Les délais moyens de jugement sont variables d’un tribunal à l’autre en fonction du nombre d’affaires à juger et de leur complexité. Certains dossiers, en matière de marchés publics de construction ou de responsabilité médicale, par exemple, nécessitent des expertises techniques complexes qui peuvent elles-mêmes être contestées, ce qui allonge les délais parfois sur plusieurs années. C’est le cas quand les désordres constatés lors de la construction d’un bâtiment trouvent leur origine dans des travaux entrepris sur la voirie par la commune ou dans l’effondrement d’un bâtiment voisin

Selon un rapport du Sénat, « pour l’année 2021, le délai moyen constaté de jugement pour les affaires ordinaires devant le tribunal administratif de Nice était de 1 an 9 mois et 11 jours quand il était seulement de 1 an et 21 jours devant le tribunal administratif de Montreuil. Sur le plan national, l’objectif 2023 était de ramener le délai moyen de jugement à 10 mois devant le tribunaux administratifs.  Mais l’envol du nombre de recours devant les tribunaux administratifs en 2021-2022 risque de rendre ces objectifs difficilement atteignables».

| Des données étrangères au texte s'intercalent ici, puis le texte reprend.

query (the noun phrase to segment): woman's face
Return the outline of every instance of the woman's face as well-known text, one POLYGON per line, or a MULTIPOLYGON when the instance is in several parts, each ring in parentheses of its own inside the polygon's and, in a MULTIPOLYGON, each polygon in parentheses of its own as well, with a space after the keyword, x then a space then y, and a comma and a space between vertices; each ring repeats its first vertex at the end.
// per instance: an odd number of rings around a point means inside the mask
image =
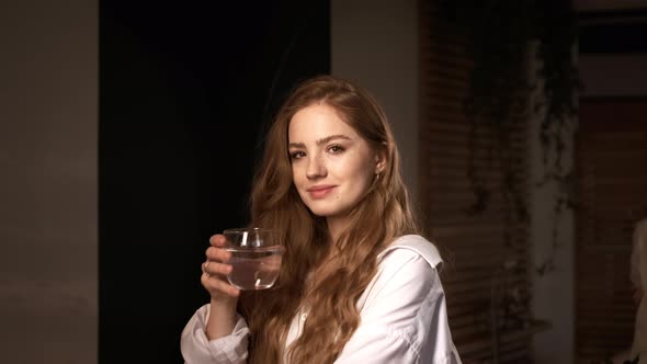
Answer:
POLYGON ((307 106, 292 117, 288 152, 300 198, 329 225, 343 220, 382 168, 368 143, 326 104, 307 106))

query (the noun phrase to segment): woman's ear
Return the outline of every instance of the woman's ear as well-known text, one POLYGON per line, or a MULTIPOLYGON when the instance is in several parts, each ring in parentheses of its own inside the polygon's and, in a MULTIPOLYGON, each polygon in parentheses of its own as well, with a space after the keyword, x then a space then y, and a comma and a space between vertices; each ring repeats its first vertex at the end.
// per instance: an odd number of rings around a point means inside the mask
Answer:
POLYGON ((384 148, 379 148, 377 150, 377 152, 375 153, 375 174, 379 174, 382 172, 384 172, 384 169, 386 168, 386 161, 387 161, 387 151, 386 151, 386 143, 384 145, 384 148))

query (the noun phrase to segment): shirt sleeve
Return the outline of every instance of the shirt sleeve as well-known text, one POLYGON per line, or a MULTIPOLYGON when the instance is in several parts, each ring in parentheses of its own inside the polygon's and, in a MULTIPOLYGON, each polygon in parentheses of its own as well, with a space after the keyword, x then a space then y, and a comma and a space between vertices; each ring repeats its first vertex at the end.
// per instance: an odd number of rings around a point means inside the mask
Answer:
POLYGON ((185 364, 247 363, 249 328, 239 315, 231 334, 208 340, 205 333, 209 305, 198 308, 182 331, 180 348, 185 364))
POLYGON ((633 235, 633 248, 632 248, 632 258, 631 258, 631 269, 629 269, 629 280, 632 284, 636 288, 640 288, 643 286, 640 282, 640 250, 643 250, 642 240, 647 239, 645 236, 645 226, 647 225, 647 219, 638 223, 634 228, 633 235))
POLYGON ((361 323, 337 364, 461 363, 440 278, 419 253, 396 249, 384 257, 361 304, 361 323))

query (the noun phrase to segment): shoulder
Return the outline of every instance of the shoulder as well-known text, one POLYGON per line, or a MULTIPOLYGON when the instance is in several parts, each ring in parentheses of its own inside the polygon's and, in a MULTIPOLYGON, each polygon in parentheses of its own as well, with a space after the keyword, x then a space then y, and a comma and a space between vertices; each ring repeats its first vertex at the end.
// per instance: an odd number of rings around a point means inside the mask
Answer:
POLYGON ((377 262, 382 265, 387 262, 421 258, 432 269, 442 263, 442 258, 435 246, 419 235, 405 235, 395 239, 386 249, 377 255, 377 262))

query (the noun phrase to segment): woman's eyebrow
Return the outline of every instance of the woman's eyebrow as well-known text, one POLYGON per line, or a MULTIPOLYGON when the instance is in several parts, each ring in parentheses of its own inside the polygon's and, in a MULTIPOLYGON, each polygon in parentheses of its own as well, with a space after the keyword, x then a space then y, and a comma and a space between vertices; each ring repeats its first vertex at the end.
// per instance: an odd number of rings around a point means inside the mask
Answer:
MULTIPOLYGON (((330 143, 330 141, 337 140, 337 139, 352 140, 351 137, 349 137, 347 135, 336 134, 336 135, 330 135, 325 138, 318 139, 316 143, 318 146, 320 146, 322 144, 327 144, 327 143, 330 143)), ((287 145, 287 147, 290 147, 290 148, 305 148, 306 145, 303 143, 291 143, 287 145)))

Qu’est-ce que cela coûte aux plaignants ? Qui paie ? 


Les frais sont essentiellement les frais d’avocat. Même si la présence d’un avocat n’est pas toujours obligatoire, la complexité des règles de procédure le rend absolument nécessaire. La partie qui perd le procès est en général condamnée à la fin du jugement à payer les frais d’avocat de la partie gagnante.

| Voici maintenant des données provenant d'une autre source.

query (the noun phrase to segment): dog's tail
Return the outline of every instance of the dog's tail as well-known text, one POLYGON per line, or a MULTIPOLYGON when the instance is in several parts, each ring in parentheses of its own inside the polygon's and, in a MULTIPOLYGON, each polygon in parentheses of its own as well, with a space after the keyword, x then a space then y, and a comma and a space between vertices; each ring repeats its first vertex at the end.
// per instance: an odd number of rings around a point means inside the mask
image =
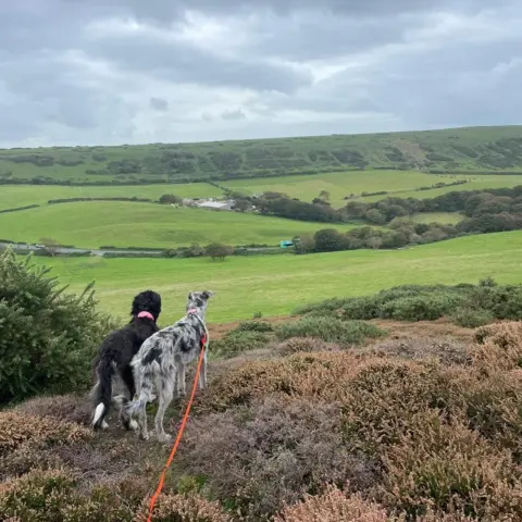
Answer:
POLYGON ((98 381, 91 391, 94 403, 96 405, 91 423, 95 430, 103 426, 103 420, 112 403, 112 377, 114 373, 112 358, 103 355, 96 368, 98 381))
POLYGON ((144 369, 136 368, 137 363, 135 361, 133 361, 132 364, 135 366, 134 376, 136 388, 138 389, 138 397, 132 401, 125 400, 123 397, 119 398, 119 402, 123 407, 122 411, 125 412, 125 415, 130 417, 138 411, 144 410, 147 407, 147 402, 152 402, 156 398, 152 394, 152 381, 147 374, 144 375, 144 369))

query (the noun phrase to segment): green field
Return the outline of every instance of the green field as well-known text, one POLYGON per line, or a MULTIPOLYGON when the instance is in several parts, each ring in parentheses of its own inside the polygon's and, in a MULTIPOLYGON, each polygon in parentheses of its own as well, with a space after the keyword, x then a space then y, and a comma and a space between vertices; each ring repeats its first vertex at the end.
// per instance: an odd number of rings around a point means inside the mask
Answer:
POLYGON ((217 293, 211 322, 289 313, 295 307, 336 296, 362 296, 403 284, 522 283, 522 232, 468 236, 406 250, 357 250, 310 256, 208 259, 41 259, 51 275, 80 291, 96 279, 103 310, 126 316, 134 295, 162 294, 161 323, 183 314, 189 290, 217 293))
POLYGON ((47 204, 50 199, 66 198, 148 198, 159 199, 163 194, 181 198, 212 198, 223 196, 222 190, 207 183, 157 185, 127 185, 121 187, 61 187, 58 185, 0 185, 0 210, 47 204))
POLYGON ((443 223, 445 225, 456 225, 464 216, 458 212, 422 212, 411 216, 414 223, 443 223))
MULTIPOLYGON (((433 177, 433 174, 430 175, 433 177)), ((415 199, 426 199, 435 198, 443 194, 452 192, 455 190, 485 190, 487 188, 512 188, 518 185, 522 185, 522 174, 521 175, 502 175, 502 174, 473 174, 465 176, 458 175, 445 175, 445 176, 435 176, 436 182, 450 183, 456 179, 469 179, 470 183, 465 185, 456 185, 452 187, 442 187, 442 188, 432 188, 430 190, 400 190, 395 194, 389 194, 387 196, 397 196, 398 198, 415 198, 415 199)), ((433 183, 431 184, 433 185, 433 183)), ((387 196, 368 196, 364 197, 364 201, 378 201, 387 196)))
POLYGON ((284 176, 277 178, 241 179, 222 183, 232 190, 248 196, 273 190, 287 194, 302 201, 311 201, 319 197, 321 190, 331 194, 331 203, 334 208, 346 204, 346 196, 361 192, 387 191, 387 195, 368 196, 365 201, 396 196, 399 198, 434 198, 452 190, 482 190, 485 188, 502 188, 522 185, 521 175, 435 175, 418 171, 362 171, 336 172, 308 176, 284 176), (431 190, 415 190, 415 188, 432 186, 436 183, 452 183, 459 179, 469 179, 470 183, 450 187, 433 188, 431 190))
POLYGON ((0 179, 237 179, 362 169, 522 172, 522 126, 301 138, 0 150, 0 179))
MULTIPOLYGON (((331 226, 258 214, 113 201, 51 204, 0 214, 2 239, 37 243, 52 237, 62 245, 80 248, 174 248, 213 241, 233 246, 278 245, 295 235, 331 226)), ((334 228, 348 231, 353 226, 343 224, 334 228)))
MULTIPOLYGON (((520 177, 522 181, 522 176, 520 177)), ((283 176, 276 178, 241 179, 224 182, 222 185, 231 190, 237 190, 248 196, 261 195, 272 190, 284 192, 302 201, 311 201, 319 197, 321 190, 331 195, 334 208, 346 204, 345 196, 362 191, 374 192, 381 190, 398 191, 411 190, 423 185, 434 183, 450 183, 449 176, 435 176, 415 171, 359 171, 335 172, 307 176, 283 176)), ((384 196, 381 196, 382 199, 384 196)))

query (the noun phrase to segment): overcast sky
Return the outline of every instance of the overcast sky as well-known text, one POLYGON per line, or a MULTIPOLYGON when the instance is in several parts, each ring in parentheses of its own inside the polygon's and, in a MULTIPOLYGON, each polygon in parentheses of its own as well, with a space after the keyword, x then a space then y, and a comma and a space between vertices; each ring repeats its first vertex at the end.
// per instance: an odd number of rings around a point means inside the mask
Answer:
POLYGON ((519 123, 520 0, 0 3, 0 147, 519 123))

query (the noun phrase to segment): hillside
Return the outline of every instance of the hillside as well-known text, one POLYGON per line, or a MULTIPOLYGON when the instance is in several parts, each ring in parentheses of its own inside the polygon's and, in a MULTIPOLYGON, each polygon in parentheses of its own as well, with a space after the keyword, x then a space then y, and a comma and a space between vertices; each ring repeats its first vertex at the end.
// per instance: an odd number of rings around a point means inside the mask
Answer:
POLYGON ((522 126, 0 150, 2 183, 181 183, 362 169, 521 172, 522 126))
POLYGON ((468 236, 406 250, 355 250, 313 256, 208 259, 35 258, 82 291, 96 279, 104 311, 126 316, 128 302, 142 288, 164 300, 162 323, 183 313, 184 297, 198 288, 217 293, 209 321, 220 323, 288 314, 309 301, 363 296, 405 284, 474 283, 493 276, 501 284, 521 282, 522 232, 468 236))
MULTIPOLYGON (((347 232, 355 226, 334 227, 347 232)), ((117 201, 51 204, 0 214, 3 239, 38 243, 41 237, 52 237, 61 245, 94 249, 107 245, 174 248, 213 241, 234 246, 278 245, 283 239, 313 234, 324 227, 324 223, 257 214, 117 201)))

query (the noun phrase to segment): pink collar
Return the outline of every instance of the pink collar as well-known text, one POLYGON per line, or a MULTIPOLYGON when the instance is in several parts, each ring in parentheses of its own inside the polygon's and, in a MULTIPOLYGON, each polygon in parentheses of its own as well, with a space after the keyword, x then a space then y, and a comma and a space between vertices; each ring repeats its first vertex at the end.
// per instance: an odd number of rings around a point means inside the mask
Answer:
POLYGON ((154 320, 154 316, 150 312, 139 312, 138 319, 142 319, 142 318, 151 319, 152 321, 154 320))

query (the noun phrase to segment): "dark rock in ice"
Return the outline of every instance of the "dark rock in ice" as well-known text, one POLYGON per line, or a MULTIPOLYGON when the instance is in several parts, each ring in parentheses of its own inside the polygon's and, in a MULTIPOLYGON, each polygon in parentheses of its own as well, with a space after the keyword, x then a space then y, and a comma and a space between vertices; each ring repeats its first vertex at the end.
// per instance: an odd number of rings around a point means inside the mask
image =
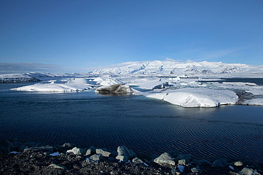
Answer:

Qu’est-ce qu’une demande en référé ?

C’est une procédure pour obtenir un jugement en urgence, en quelques jours, par exemple quand une liberté publique est en cause. Dans ce cas aussi, des règles précises sont à observer pour obtenir un jugement en référé. On peut ainsi obtenir très rapidement la suspension d’une décision de l’administration gravement illégale. Le juge empêche dans le jugement de référé l’application de la décision de l’administration. Dans un second temps, plusieurs mois après, le juge examinera l’affaire au fond et décidera s’il faut annuler la décision.


Peut-on faire appel ?

Oui, on peut faire appel. L’appel est jugé par une cour administrative d’appel. Elle rejuge tout le dossier. Elle peut confirmer le jugement du tribunal administratif ou au contraire l’annuler. Et un pourvoi en cassation devant le Conseil d’État est possible. Il va vérifier que le droit a été correctement appliqué et interprété par la cour administrative d’appel.